After a year where nothing went right for The Inferno (Holy Roman Emperor), trainer Cliff Brown is looking for his smart sprinter to bounce back in 2023.
The former star Singapore sprinter will resume in the A$500,000 The Country Discovery (1100m) at Geelong on Good Friday.
Brown believes The Inferno can get back to the form he showed in his first Australian campaign in the spring of 2021.
During that preparation, he won the Gr.2 McEwen Stakes and then finished second in the Gr.1 Moir Stakes, where he was just beaten by Wild Ruler (Snitzel) at The Valley.
After finishing 10th in The Everest, he was spelled, before resuming in the 2022 Black Caviar Lightning, when things started to go wrong.
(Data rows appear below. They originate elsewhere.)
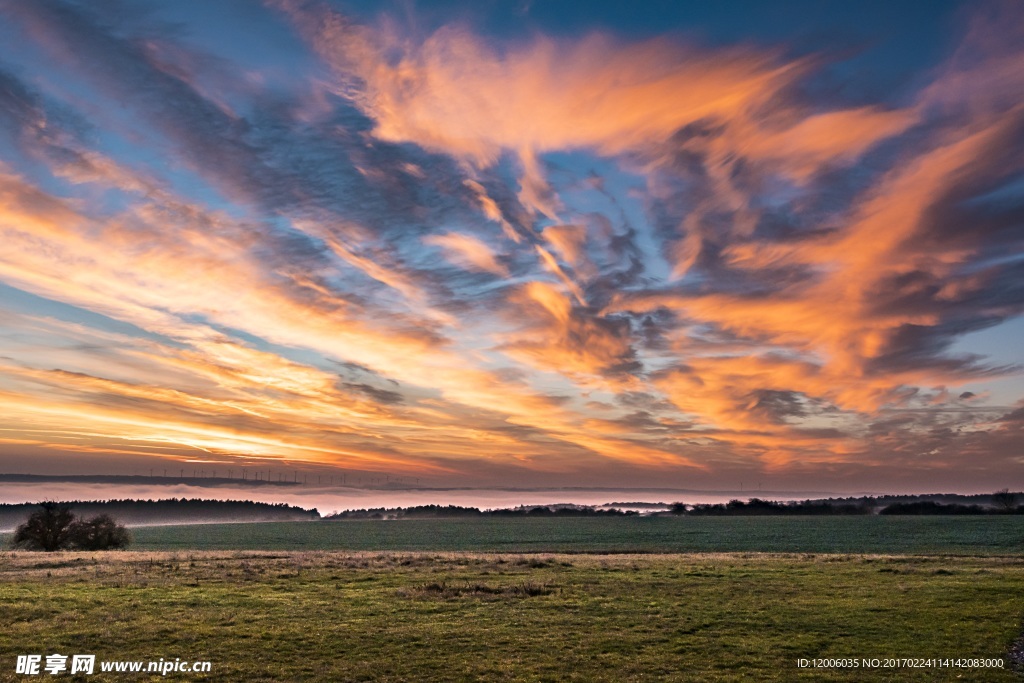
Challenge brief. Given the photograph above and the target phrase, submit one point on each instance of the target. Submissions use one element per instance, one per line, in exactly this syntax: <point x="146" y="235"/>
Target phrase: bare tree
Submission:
<point x="54" y="527"/>
<point x="48" y="528"/>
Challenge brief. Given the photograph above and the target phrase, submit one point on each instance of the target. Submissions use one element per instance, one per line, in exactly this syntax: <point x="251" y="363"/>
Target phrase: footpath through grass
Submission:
<point x="413" y="616"/>
<point x="916" y="535"/>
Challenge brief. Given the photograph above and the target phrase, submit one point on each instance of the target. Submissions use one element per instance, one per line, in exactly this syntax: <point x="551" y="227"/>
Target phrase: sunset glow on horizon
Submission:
<point x="522" y="245"/>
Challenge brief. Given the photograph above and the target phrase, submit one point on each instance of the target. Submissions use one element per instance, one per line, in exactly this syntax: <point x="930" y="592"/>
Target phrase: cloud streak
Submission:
<point x="487" y="258"/>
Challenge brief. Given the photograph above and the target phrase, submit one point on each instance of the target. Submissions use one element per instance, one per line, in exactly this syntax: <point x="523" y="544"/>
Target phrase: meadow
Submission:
<point x="339" y="616"/>
<point x="532" y="599"/>
<point x="896" y="535"/>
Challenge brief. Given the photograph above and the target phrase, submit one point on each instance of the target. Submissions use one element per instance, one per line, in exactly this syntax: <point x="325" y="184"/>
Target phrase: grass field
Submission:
<point x="437" y="616"/>
<point x="913" y="535"/>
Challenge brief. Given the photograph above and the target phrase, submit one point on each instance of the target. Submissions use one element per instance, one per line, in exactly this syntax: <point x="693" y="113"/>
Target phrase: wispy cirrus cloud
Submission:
<point x="471" y="256"/>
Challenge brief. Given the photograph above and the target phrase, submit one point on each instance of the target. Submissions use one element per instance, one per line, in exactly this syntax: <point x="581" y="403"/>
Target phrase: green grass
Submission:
<point x="919" y="535"/>
<point x="414" y="616"/>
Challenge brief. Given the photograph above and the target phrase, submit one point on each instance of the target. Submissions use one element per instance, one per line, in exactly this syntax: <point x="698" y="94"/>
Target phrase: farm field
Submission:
<point x="898" y="535"/>
<point x="466" y="616"/>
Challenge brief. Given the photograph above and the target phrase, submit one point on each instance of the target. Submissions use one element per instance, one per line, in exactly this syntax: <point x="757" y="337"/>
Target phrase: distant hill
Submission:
<point x="169" y="511"/>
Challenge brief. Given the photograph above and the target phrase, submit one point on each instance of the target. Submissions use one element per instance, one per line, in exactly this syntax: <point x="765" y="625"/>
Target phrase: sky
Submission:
<point x="515" y="244"/>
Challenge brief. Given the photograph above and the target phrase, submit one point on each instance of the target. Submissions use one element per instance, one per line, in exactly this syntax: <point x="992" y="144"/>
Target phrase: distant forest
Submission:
<point x="169" y="511"/>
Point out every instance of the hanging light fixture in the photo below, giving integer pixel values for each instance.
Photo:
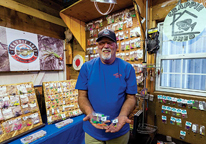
(111, 2)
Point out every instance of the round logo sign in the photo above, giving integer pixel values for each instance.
(185, 22)
(23, 51)
(78, 62)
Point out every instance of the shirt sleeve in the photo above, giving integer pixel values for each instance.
(82, 78)
(131, 81)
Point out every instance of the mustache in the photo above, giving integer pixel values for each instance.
(106, 49)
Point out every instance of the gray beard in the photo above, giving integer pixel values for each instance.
(107, 57)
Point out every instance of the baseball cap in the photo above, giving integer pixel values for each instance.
(107, 33)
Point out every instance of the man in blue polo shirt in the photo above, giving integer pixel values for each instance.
(107, 85)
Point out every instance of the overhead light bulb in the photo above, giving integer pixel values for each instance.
(111, 2)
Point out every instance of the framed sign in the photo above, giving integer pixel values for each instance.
(185, 22)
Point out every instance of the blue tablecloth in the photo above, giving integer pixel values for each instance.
(69, 134)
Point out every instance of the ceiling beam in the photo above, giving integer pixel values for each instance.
(31, 11)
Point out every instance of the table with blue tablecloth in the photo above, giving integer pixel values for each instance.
(70, 134)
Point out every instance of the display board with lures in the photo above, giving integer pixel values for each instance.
(19, 110)
(61, 99)
(181, 116)
(129, 38)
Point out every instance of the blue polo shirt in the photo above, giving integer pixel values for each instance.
(107, 86)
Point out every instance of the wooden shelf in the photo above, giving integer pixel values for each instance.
(84, 10)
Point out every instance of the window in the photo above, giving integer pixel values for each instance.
(182, 64)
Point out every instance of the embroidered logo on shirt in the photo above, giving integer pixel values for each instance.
(117, 75)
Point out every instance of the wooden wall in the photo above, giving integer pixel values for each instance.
(20, 21)
(158, 10)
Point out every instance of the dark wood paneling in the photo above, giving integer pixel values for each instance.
(20, 21)
(47, 6)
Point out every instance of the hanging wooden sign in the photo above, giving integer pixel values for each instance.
(185, 22)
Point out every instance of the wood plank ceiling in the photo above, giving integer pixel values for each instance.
(52, 7)
(84, 10)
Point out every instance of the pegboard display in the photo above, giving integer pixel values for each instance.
(129, 38)
(61, 99)
(181, 117)
(19, 110)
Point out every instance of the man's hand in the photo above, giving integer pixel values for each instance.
(122, 120)
(89, 118)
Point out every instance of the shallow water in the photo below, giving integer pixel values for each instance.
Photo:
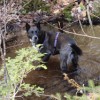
(51, 79)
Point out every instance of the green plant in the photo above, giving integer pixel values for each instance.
(18, 68)
(34, 5)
The Inferno finished eighth, but almost fell after they had travelled 200m when Profiteer (Capitalist) cut across him.
“He had his legs virtually taken out from underneath him and, to be fair, from that moment I chased my tail the whole autumn,” Brown said.
The Inferno’s best performance last spring was his first-up fourth in the McEwen Stakes, before he finished 11th in the Moir Stakes and last in the VRC Champions Sprint.
“His three runs during the spring were on rain-affected tracks, which he doesn’t like,” Brown said.
Brown was pleased with the six-year-old gelding’s recent jumpout at Mornington.
“It was a soft trial and he’ll have another one before The Discovery,” he said.
The Inferno ran in the inaugural Country Discovery last year at Sale, where he finished seventh behind In The Boat (Nostradamus).
Originally purchased out of Westbury Stud’s 2018 New Zealand Bloodstock Book 1 draft, The Inferno came across with Cliff Brown when he relocated back to Victoria in 2021 from Singapore, where he had won eight of his first nine starts and was second on the other occasion.